Docs

Content Security Policy (CSP)

Suggest Edits

Introduction

Specifying a Content Security Policy (CSP) is a common way to secure web applications. This policy controls which scripts and styles can run on a page. You can implement it by adding a Content-Security-Policy header or using a meta tag.
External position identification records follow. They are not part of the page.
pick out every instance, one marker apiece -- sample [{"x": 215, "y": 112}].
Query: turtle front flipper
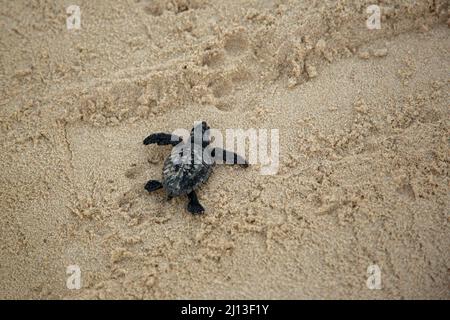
[
  {"x": 194, "y": 205},
  {"x": 163, "y": 139},
  {"x": 153, "y": 185},
  {"x": 228, "y": 157}
]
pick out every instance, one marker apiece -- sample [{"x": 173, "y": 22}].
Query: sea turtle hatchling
[{"x": 187, "y": 167}]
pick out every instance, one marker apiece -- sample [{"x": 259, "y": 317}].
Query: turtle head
[{"x": 200, "y": 134}]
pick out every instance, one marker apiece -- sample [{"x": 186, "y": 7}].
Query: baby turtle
[{"x": 188, "y": 165}]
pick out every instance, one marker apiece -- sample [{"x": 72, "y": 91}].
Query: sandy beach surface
[{"x": 364, "y": 126}]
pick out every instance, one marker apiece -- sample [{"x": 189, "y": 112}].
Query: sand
[{"x": 363, "y": 117}]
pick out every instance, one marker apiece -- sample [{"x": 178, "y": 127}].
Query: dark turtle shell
[{"x": 182, "y": 175}]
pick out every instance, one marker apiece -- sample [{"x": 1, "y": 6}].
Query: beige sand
[{"x": 364, "y": 149}]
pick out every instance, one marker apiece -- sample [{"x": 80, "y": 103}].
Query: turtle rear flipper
[{"x": 194, "y": 205}]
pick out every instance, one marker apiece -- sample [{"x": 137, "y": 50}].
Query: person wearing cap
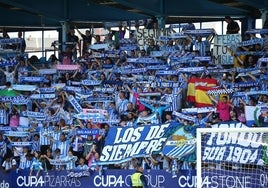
[
  {"x": 232, "y": 26},
  {"x": 138, "y": 180}
]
Content Security Policy nonce setup

It's common practice to allow only scripts and styles from trusted domains or those with a special nonce attribute. The nonce mechanism involves two steps: defining the nonce value in the Content Security Policy and adding the same nonce value as an attribute in the styles and scripts.

Define a nonce in Content Security Policy settings

The nonce mechanism requires an additional definition in the script-src directive of the Content Security Policy:

script-src <your-sources> 'nonce-INSERT_VALID_NONCE_VALUE';

Note: The nonce value should be generated server-side and must be unique for each request. Note that <your-sources> is a placeholder for your permitted sources.

Add the nonce to the container code

As a result, the default container code requires the following modifications to function properly.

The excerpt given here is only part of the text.